Nixon said the MS has weakened her so she only has strength one one side of her body, making it difficult to balance. She is afraid of falling when walking on the grooved sidewalks because her walker’s wheels get stuck between the ridges, which stretch for about 10 metres on all four corners of the intersection at Nelson and Rideau.

She said she’s been trying to get the city to fix the problem since April and suggests switching to another design or smoothing out some of the ridges.

Designed to help visually impaired

Area councillor Mathieu Fleury said the ridged sidewalks are meant to help the visually impaired, but they’ll be reviewing the design at that intersection.

"These are put in place for accessibility measures to make sure the blind know where the crosswalk starts and ends,” he said.

"Since (it was put in), the policy has changed towards 'twizzies,' which are more of a bumpy surface — not as groovy as what you've seen in the past.
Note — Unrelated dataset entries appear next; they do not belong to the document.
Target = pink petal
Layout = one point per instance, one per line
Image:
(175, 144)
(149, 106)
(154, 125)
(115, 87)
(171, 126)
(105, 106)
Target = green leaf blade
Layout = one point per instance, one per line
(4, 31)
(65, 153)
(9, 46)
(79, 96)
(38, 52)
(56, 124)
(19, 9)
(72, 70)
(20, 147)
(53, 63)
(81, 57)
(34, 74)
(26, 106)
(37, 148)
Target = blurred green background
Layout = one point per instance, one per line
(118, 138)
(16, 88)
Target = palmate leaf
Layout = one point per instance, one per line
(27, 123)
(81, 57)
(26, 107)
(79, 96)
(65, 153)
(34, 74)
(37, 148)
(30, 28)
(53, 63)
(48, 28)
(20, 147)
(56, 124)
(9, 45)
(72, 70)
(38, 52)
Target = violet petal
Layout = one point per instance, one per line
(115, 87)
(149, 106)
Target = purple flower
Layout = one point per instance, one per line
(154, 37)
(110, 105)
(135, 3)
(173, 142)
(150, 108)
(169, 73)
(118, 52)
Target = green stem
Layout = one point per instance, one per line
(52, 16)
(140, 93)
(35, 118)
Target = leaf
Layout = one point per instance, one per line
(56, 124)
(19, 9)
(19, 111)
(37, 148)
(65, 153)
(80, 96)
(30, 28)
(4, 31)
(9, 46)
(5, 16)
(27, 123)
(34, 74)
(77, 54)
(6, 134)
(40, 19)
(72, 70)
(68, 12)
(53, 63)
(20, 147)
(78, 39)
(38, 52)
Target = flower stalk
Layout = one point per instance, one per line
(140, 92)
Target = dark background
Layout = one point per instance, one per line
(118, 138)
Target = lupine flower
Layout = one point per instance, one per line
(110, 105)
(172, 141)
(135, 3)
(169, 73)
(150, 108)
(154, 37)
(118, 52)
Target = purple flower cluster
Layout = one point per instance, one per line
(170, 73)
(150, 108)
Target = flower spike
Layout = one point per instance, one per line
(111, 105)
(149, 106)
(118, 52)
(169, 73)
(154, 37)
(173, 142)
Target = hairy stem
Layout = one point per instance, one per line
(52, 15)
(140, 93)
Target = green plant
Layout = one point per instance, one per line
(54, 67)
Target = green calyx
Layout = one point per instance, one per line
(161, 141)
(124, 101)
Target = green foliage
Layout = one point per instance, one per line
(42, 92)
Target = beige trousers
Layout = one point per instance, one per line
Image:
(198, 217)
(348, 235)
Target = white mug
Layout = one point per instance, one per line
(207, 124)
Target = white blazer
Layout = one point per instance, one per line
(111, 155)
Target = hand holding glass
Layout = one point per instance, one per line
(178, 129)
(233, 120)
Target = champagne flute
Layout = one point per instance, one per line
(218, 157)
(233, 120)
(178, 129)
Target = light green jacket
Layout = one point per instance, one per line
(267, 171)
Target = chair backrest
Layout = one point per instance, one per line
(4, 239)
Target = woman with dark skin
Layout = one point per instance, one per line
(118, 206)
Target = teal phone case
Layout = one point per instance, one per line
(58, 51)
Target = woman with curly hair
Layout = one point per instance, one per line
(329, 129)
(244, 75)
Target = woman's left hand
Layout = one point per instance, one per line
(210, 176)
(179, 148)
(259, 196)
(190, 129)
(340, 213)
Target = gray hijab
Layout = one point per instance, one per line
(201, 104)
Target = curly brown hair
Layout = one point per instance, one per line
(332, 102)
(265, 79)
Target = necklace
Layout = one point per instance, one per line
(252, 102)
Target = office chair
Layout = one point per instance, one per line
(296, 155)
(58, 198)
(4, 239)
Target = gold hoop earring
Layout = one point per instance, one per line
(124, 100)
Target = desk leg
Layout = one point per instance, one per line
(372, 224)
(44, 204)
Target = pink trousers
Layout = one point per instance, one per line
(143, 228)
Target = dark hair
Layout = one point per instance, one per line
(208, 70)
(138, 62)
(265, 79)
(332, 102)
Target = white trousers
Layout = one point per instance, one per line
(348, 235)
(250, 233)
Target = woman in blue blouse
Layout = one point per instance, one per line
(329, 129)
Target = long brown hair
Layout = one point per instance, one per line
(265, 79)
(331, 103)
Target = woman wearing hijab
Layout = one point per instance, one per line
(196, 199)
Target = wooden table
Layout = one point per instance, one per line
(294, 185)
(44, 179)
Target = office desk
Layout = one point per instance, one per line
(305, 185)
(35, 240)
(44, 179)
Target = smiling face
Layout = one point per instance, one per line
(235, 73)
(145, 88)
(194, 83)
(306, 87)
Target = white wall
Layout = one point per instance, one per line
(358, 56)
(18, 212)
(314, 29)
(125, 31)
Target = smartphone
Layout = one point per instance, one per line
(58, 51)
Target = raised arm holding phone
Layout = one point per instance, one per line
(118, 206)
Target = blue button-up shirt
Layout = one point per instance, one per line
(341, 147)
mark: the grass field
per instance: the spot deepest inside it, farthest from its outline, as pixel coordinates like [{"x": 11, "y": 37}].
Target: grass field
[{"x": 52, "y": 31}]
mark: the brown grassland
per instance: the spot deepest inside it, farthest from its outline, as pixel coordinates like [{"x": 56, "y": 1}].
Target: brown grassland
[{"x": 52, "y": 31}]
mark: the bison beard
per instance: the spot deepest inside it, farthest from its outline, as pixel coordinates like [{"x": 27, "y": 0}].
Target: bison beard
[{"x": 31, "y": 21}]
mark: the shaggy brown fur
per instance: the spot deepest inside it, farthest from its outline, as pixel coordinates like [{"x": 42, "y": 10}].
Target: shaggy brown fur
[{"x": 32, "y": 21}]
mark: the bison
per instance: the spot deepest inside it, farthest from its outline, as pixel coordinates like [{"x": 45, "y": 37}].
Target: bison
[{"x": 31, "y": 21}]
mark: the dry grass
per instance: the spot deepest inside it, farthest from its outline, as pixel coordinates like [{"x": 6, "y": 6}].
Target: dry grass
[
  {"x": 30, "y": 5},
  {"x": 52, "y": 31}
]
They're probably easier for someone using a walker or a wheelchair to traverse."

Fleury said they aren't going back and redoing sidewalks built with the old design, but when renovating other intersections they use the new, bumpy method.

Nixon said she will file a human rights complaint over the sidewalk design at her intersection.

"I have the right to be able to get places, to use the sidewalk and the city's just taking that away by using that," she said.

"A lot of people don’t like to speak up but I have the right to go out and they’ve taken that away from me."

Lawyer Andrew Lister said he hasn't heard of a case like this, but if the city proves it followed the rules and best practices at the time they put in the grooved sidewalk, it would have a good case.